= Roger Taverner =

English administrator and Member of Parliament

Roger Taverner (Abt.1507-1582) of Upminster, Essex was an English administrator and Member of Parliament for Newport, Cornwall.

==Life==

Taverner was the eldest of Richard Taverner's younger brothers. He was a surveyor and writer, said by Anthony Wood in Athenae Oxonienses to have studied at Cambridge but not graduated, though university records do not confirm this.

Probably in the 1540s he became deputy to Sir Francis Jobson as surveyor for the Court of Augmentations, and later he was employed (also as deputy surveyor) by the exchequer until 1573 (we have surviving various reports by him on crown woods, in British Library, Lansdowne MSS. 43, 56, 62).
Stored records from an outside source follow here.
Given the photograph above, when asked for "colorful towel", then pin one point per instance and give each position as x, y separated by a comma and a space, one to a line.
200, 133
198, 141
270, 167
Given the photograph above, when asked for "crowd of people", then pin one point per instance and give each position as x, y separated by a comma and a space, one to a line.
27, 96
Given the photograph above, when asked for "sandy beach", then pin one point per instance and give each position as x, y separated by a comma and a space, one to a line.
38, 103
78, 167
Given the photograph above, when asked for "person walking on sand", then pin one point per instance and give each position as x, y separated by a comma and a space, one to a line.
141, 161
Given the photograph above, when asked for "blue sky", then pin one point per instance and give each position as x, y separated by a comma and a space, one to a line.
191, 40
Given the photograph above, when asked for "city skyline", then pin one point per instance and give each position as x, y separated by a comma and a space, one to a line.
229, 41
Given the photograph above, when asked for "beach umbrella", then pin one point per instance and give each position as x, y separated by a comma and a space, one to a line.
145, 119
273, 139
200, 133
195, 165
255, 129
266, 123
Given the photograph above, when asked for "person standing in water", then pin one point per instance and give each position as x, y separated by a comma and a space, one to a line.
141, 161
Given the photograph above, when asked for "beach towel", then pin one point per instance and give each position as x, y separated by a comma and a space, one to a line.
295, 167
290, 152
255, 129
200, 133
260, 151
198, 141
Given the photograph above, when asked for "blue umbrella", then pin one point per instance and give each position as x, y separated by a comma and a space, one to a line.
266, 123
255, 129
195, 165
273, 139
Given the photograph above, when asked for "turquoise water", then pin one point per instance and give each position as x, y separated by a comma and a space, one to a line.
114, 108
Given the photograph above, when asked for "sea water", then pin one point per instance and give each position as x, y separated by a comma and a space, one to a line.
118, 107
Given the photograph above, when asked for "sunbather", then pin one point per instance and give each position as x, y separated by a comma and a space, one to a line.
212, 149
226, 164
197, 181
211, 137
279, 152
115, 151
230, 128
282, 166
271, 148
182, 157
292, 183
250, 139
He was elected to Parliament in 1555 as a member for Newport-juxta-Launceston, Cornwall (possibly at Jobson's instigation). He was also a writer of tracts on economic issues, such as 'Remedies ... of derth of victualles' (Corpus Christi College, Cambridge, MS 376 – dedicated to Queen Elizabeth), a similar work sent to her two years previously (mentioned in the previous work's dedication), and – unprinted, but more influential – his 'Arte of surveyinge' of 1565.

With his wife—a member of the Hulcote family—he had three sons, one of whom, John, Wood reports became a surveyor.